Over the last two decades, there has been an increasing interest in the concept of early intervention (EI) in psychotic disorders, notably schizophrenia. Several lines of research underlie this emerging paradigm shift: (a) an increasingly well-established association between the duration of prolonged untreated illness and poor outcome; (b) evidence of progressive neurobiological changes in the early course of schizophrenia both in the pre-psychotic and psychotic phases, as evidenced by brain imaging studies in schizophrenia; and (c) emerging data, albeit preliminary, suggesting the efficacy and effectiveness of EI programs in improving the outcome in these patients. Mental health service systems across the globe, including Asian countries, have been incorporating specialized early intervention programs. However, literature on EI in the Indian setting is relatively sparse. In this article, we will review the rationale and approaches to EI and the application of these approaches to the Indian context, in light of the available literature. We also examine the constraints in the implementation of EI. Controlled data are needed to evaluate EI and the roadblocks to them, in order to implement EI in the resource-strapped mental health service settings in India.

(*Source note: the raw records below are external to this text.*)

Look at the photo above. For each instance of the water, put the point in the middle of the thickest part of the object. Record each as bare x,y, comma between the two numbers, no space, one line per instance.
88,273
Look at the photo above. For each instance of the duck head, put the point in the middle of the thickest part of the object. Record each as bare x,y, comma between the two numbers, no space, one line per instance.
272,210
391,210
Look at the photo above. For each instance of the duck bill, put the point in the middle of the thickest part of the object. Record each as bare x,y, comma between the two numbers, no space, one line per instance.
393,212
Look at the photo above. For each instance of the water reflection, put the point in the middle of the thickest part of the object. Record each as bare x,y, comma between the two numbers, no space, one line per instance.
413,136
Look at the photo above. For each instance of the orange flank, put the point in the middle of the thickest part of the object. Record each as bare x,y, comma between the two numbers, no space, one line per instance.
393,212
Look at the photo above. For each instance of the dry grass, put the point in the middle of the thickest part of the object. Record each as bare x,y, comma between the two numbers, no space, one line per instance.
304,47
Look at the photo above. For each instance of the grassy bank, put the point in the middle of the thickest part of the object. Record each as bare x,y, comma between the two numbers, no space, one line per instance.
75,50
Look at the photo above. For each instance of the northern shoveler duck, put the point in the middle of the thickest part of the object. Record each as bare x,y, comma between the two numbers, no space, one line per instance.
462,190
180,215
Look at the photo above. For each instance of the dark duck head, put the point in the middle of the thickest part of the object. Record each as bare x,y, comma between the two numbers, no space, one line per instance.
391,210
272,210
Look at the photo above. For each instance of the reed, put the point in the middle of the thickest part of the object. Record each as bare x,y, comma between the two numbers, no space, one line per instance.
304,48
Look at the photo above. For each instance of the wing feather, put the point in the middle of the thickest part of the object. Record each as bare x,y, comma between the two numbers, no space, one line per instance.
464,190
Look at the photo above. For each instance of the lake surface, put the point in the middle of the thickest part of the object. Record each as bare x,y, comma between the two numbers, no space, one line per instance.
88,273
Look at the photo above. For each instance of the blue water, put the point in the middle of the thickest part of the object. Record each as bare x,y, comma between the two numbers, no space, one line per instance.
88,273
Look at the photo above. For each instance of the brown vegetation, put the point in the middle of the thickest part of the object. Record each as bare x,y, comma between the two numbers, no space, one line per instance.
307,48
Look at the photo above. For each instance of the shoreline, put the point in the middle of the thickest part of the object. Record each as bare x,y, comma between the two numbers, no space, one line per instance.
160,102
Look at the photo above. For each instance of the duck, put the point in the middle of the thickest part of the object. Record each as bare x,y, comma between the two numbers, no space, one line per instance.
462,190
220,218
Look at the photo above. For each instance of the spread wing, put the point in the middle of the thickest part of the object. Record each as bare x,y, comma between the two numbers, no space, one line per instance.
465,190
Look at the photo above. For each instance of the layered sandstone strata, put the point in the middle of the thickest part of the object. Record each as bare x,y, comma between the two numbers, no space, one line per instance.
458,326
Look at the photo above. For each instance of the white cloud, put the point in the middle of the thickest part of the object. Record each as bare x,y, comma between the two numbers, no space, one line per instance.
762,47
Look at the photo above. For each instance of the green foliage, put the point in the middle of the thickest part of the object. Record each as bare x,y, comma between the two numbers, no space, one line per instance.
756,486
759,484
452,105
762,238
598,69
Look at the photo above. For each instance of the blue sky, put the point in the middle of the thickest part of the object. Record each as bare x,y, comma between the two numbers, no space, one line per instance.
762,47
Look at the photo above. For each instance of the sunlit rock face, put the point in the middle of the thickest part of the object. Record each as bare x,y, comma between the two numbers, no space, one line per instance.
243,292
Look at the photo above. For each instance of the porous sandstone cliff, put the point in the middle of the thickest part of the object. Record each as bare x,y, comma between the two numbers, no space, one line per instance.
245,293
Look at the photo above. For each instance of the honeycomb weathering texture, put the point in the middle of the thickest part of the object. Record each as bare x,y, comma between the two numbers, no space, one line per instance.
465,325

在过去的二十年中,人们对精神病性障碍(尤其是精神分裂症)的早期干预(EI)概念越来越感兴趣。以下是支持这一新兴范式转变的几个研究方向:(a)长期未经治疗的疾病持续时间与不良结果之间的关联日益得到证实;(b)精神分裂症早期阶段,包括精神病前和精神病阶段,脑影像学研究均证实存在进行性神经生物学变化的证据;(c)虽然初步但有越来越多的数据表明,EI 计划可改善这些患者的结局。全球(包括亚洲国家)的精神卫生服务系统一直在纳入专门的早期干预计划。然而,印度有关 EI 的文献相对较少。在本文中,我们将根据现有文献,综述 EI 的原理和方法及其在印度背景下的应用。我们还检查了实施 EI 所面临的限制。需要对照数据来评估 EI 及其实施障碍,以便在资源有限的印度精神卫生服务环境中实施 EI。